Washington: A new research has found that kid's early spatial skills and knowledge of written letters, rather than oral language skills, predict math competence.
The research also found that children's ability to count sequences of numbers serve as a bridge: Children with stronger early spatial skills and knowledge of written letters did better in counting sequences of numbers; such skill in counting was related to later math competence in general.
The study was conducted by researchers at The Hong Kong Institute of Education, and the Niilo Maki Institute and the University of Jyvaskyla, both in Finland.
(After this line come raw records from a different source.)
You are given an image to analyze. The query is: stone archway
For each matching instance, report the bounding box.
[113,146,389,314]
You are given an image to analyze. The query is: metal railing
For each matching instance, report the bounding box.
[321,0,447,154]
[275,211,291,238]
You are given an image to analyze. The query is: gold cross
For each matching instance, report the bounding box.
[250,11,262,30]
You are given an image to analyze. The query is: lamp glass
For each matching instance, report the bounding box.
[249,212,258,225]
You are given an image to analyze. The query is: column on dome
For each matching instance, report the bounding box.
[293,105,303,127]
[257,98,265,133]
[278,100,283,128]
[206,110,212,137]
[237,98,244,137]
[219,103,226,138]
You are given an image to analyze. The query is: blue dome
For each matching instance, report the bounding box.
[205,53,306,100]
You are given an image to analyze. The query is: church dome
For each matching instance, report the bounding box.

Xiao Zhang, assistant professor of psychology at The Hong Kong Institute of Education, who led the study, said that their results provide strong evidence that children's early acquisition of written language, spatial, and number skills forms important foundations for the development of their competence in math in the elementary years.
Researchers tested the linguistic and spatial skills of 1,880 Finnish children in kindergarten, gauging their awareness of phonetics, knowledge of letters and vocabulary, and understanding of spatial relations.
Then they tested the children's math performance on paper-and-pencil tests from first to third grade.
With a randomly selected group of about 375 children from the initial group, the researchers also tested how well the children could count numbers in forward and backward sequences when they were in first grade.
Kids with better written language skills not only had stronger math competence at the start of first grade, but advanced more rapidly in math through third grade. In contrast, children with strong oral language skills were not more likely to show strong math ability later.
The study has been published in the journal Child Development.